Since July 14, there have been eight motion to dismiss rulings in ERISA forfeiture lawsuits (beginning with Cain v. Siemens Corp. on July 31, 2025). District courts granted motions to dismiss in six of those cases and denied motions to dismiss in two cases. In total, 15 federal district courts in 13 states have now ruled on motions to dismiss in 22 forfeiture cases. Of those 22 forfeiture cases, district courts granted motions to dismiss in 16 cases (eight with prejudice) and denied motions to dismiss in six cases. With dismissals leading denials by an overall count of 16-6, the motion to dismiss win-rate for plan sponsors continues to exceed 70 percent.
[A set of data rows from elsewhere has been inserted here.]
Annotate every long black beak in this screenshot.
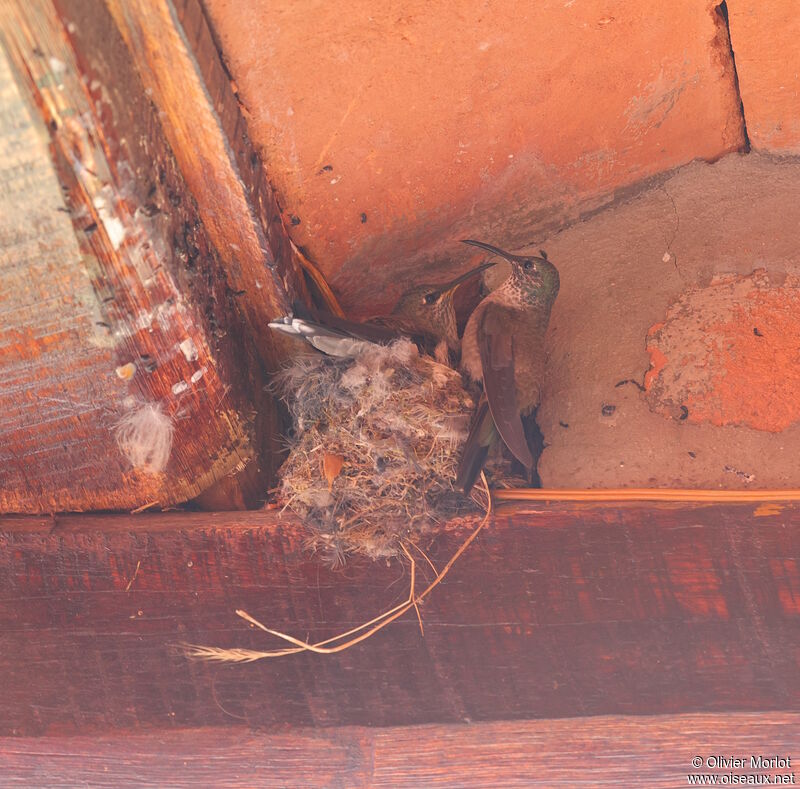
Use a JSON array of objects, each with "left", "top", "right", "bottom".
[
  {"left": 440, "top": 260, "right": 496, "bottom": 293},
  {"left": 461, "top": 238, "right": 547, "bottom": 263}
]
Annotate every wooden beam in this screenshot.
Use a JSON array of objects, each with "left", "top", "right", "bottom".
[
  {"left": 0, "top": 0, "right": 294, "bottom": 504},
  {"left": 0, "top": 504, "right": 800, "bottom": 734},
  {"left": 0, "top": 712, "right": 800, "bottom": 789}
]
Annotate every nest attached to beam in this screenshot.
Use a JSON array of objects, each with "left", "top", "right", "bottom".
[{"left": 276, "top": 340, "right": 474, "bottom": 563}]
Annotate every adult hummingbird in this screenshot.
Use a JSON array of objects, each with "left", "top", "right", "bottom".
[
  {"left": 456, "top": 239, "right": 559, "bottom": 493},
  {"left": 269, "top": 262, "right": 494, "bottom": 364}
]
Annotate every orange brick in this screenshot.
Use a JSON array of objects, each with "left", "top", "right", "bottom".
[
  {"left": 728, "top": 0, "right": 800, "bottom": 153},
  {"left": 206, "top": 0, "right": 743, "bottom": 312}
]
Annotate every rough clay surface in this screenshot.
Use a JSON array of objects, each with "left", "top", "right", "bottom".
[{"left": 537, "top": 154, "right": 800, "bottom": 488}]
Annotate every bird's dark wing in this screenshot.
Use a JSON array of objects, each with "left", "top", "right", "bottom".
[{"left": 478, "top": 304, "right": 533, "bottom": 470}]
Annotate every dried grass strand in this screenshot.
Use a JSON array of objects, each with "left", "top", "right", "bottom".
[{"left": 181, "top": 472, "right": 492, "bottom": 663}]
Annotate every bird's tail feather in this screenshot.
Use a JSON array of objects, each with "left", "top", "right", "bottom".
[{"left": 455, "top": 397, "right": 497, "bottom": 494}]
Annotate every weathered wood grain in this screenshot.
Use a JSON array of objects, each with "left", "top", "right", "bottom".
[
  {"left": 0, "top": 504, "right": 800, "bottom": 734},
  {"left": 0, "top": 0, "right": 288, "bottom": 512},
  {"left": 0, "top": 712, "right": 800, "bottom": 789}
]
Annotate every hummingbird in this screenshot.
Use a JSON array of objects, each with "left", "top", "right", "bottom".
[
  {"left": 269, "top": 262, "right": 495, "bottom": 364},
  {"left": 456, "top": 239, "right": 559, "bottom": 493}
]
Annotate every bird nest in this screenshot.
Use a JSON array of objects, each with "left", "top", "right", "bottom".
[{"left": 276, "top": 340, "right": 474, "bottom": 563}]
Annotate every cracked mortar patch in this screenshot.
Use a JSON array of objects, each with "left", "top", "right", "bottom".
[{"left": 645, "top": 269, "right": 800, "bottom": 433}]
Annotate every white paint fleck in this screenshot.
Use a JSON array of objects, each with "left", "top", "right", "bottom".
[
  {"left": 47, "top": 55, "right": 67, "bottom": 76},
  {"left": 92, "top": 195, "right": 125, "bottom": 252},
  {"left": 116, "top": 362, "right": 136, "bottom": 381},
  {"left": 178, "top": 337, "right": 197, "bottom": 362}
]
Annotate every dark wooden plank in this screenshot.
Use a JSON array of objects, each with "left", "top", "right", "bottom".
[
  {"left": 0, "top": 712, "right": 800, "bottom": 789},
  {"left": 0, "top": 504, "right": 800, "bottom": 734}
]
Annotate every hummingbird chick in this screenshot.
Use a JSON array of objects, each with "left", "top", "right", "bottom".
[
  {"left": 269, "top": 263, "right": 494, "bottom": 364},
  {"left": 456, "top": 239, "right": 559, "bottom": 493}
]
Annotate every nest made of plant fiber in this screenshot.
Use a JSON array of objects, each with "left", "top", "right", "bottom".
[{"left": 275, "top": 340, "right": 474, "bottom": 563}]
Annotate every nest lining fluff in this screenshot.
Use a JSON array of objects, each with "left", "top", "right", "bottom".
[{"left": 276, "top": 339, "right": 473, "bottom": 561}]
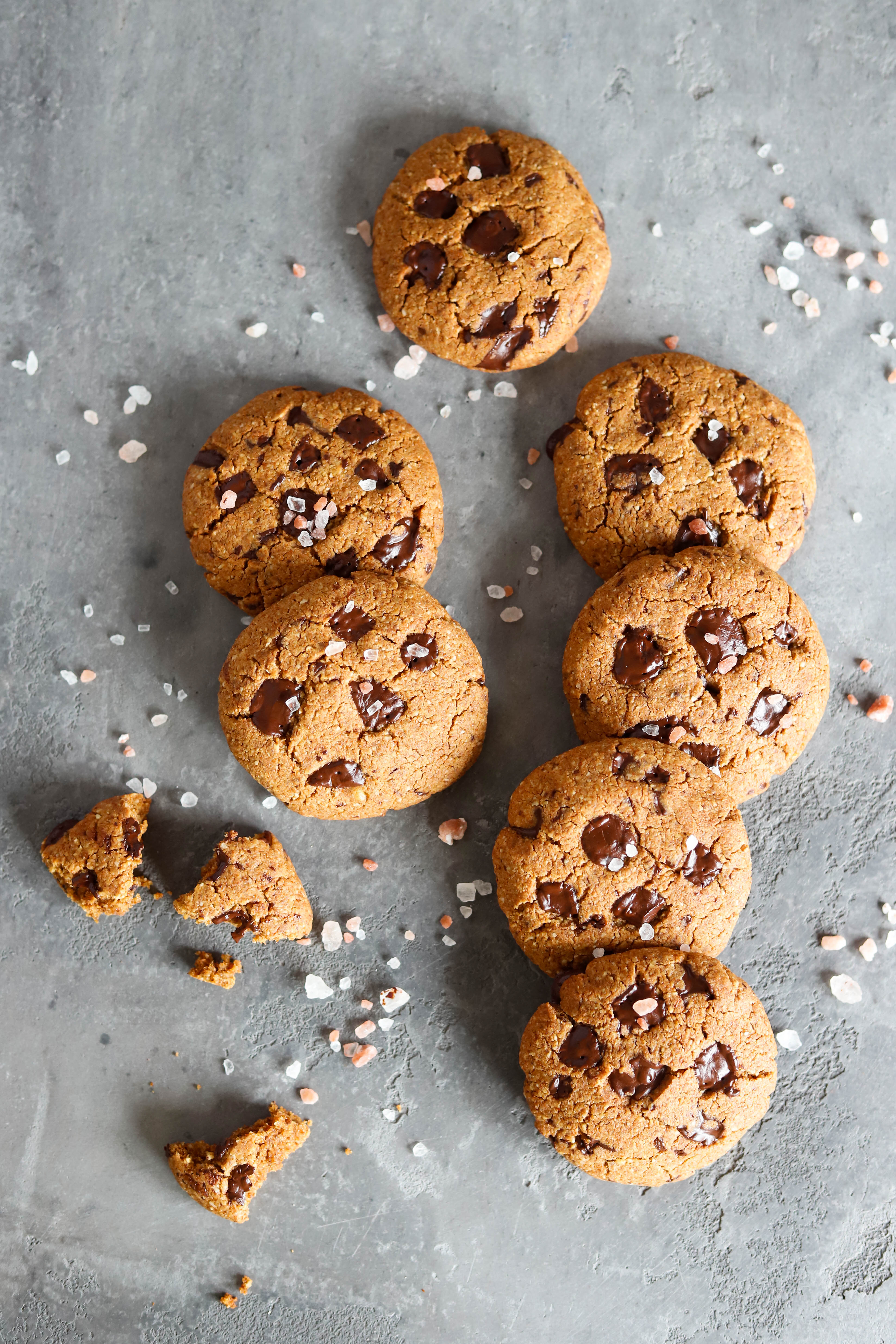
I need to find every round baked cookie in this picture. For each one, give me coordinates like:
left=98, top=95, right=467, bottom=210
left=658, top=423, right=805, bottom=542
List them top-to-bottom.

The table below includes an updated list of the 22 motion to dismiss rulings.

No. Date Case Outcome
1 5/24/2024 Perez-Cruet v. Qualcomm Inc., 2024 WL 2702207 (S.D. Cal.), reconsideration denied, 2024 WL 3798391 (2024) Denied
2 8/12/2024 Rodriguez v. Intuit Inc., 744 F. Supp. 3d 935 (N.D. Cal. 2024)1 Denied
3 9/5/2024 Naylor v. BAE Systems, 2024 WL 4112322 (E.D. Va.) Granted with prejudice
4 9/19/2024 Dimou v. Thermo Fisher, 2024 WL 4508450 (S.D. Cal.) Granted
5 2/6/2025 Hutchins v. HP Inc., 767 F. Supp. 3d 912 (N.D. Cal.)* Granted with prejudice
6 3/3/2025 McManus v. Clorox Co., 2025 WL 732087 (N.D. Cal.)* Denied
7 4/30/2025 Sievert v. Knight-Swift Transportation, 2025 WL 1248922 (D. Ariz.) Granted with prejudice
8 5/2/2025 Madrigal v. Kaiser Found. Health Plan, 2025 WL 1299002 (C.D. Cal.) Granted
9 5/29/2025 Bozzini v. Ferguson Enters. LLC, 2025 WL 1547617 (N.D. Cal.) Granted
10 6/4/2025 Steen v. Sonoco Products, 2025 WL 2420725 (D.S.C.) Granted
11 6/13/2025 Wright v. JPMorgan Chase & Co., 2025 WL 1683642 (C.D. Cal.) Granted with prejudice
12 6/18/2025 Matula v. Wells Fargo, 2025 WL 1707878 (D. Minn.) Granted with prejudice
13 6/23/2025 McWashington v. Nordstrom, Inc., 2025 WL 1736765 (W.D. Wash.) Granted with prejudice
14 6/30/2025 Buescher v. North American Lighting, 2025 WL 1927503 (C.D. Ill.) Denied
Motion to Dismiss Rulings Since July 14, 2025
15 7/31/2025 Cain v. Siemens Corp., 2025 WL 2172684 (D.N.J.) Granted
16 8/5/2025 Middleton v. Amentum, 2025 WL 2229959 (D. Kan.) Granted
17 8/12/2025 Becerra v. Bank of America, No. 3:24-cv-921 (W.D.N.C.), Dkt. 56 Denied
18 8/13/2025 Nykiel v. Smith & Nephew, 2025 WL 2347549 (D. Mass.) Granted
19 8/14/2025 Stewart v. Nextera Energy, Inc., No. 23-81314-Civ (S.D. Fla.), Dkt. 58 Denied
20 8/18/2025 Barragan v. Honeywell Int’l, 2025 WL 2383652 (D.N.J.)* Granted with prejudice
21 8/19/2025 Fumich v. Novo Nordisk, 2025 WL 2399134 (D.N.J.) Granted
22 8/26/2025 Cano v. The Home Depot, No. 1:24-cv-3793 (N.D. Ga.), Dkt. 34 Granted with prejudice2
*For cases with multiple motion to dismiss rulings (HP, Inc., Clorox Co., Honeywell, Int’l), we have only included the most recent/final motion to dismiss ruling.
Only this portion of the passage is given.